Wednesday, July 9, 2014

Making Memes is HARD! Post and reflection

This is the kind of project that I think many teachers would look at and say, "This would make a great in-class project!"  But as a Type A perfectionist, I can tell you that I agonized over this for too long!  Did I have the right picture?  Did it comply with copyright rules?  Was my caption witty?  Ugh!  I felt like there was so little room for error.  Really, just one picture and two witty lines!

Anyway, here is my attempt at it.


This is meant to be a play on I Know What You Did Last Summer and of course, it assumes that you are old enough to have either seen or heard about that movie.  The need for understanding cultural references cannot be emphasized enough when creating a meme.  It's like watching The Simpsons.  It's much funnier when you understand all of the cultural references.

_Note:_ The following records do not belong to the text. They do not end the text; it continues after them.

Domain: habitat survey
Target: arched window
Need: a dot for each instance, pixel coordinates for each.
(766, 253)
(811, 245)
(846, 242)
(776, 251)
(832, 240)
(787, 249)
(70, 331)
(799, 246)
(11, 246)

Still, I really like this idea of pushing students to use vocabulary in meaningful ways because word choice means so much.  At the same time, we as teachers are promoting visual literacy too by asking students to think deeply about the images they are using. As one of our school's English teachers says, "there are no more flat words," meaning that words are now hyperlinked or connected to images and we have to think as much about those elements as the words we choose.

As a former history teacher, I think this could be a great preview and wrap up exercise for a unit.  It would give students a chance to revisit their memes based on their improved understanding of a given topic.  Likewise it would be a nice way to offer a chapter summary of a book in English class.

For me, this was an extremely difficult task, but one in which I can see immense value.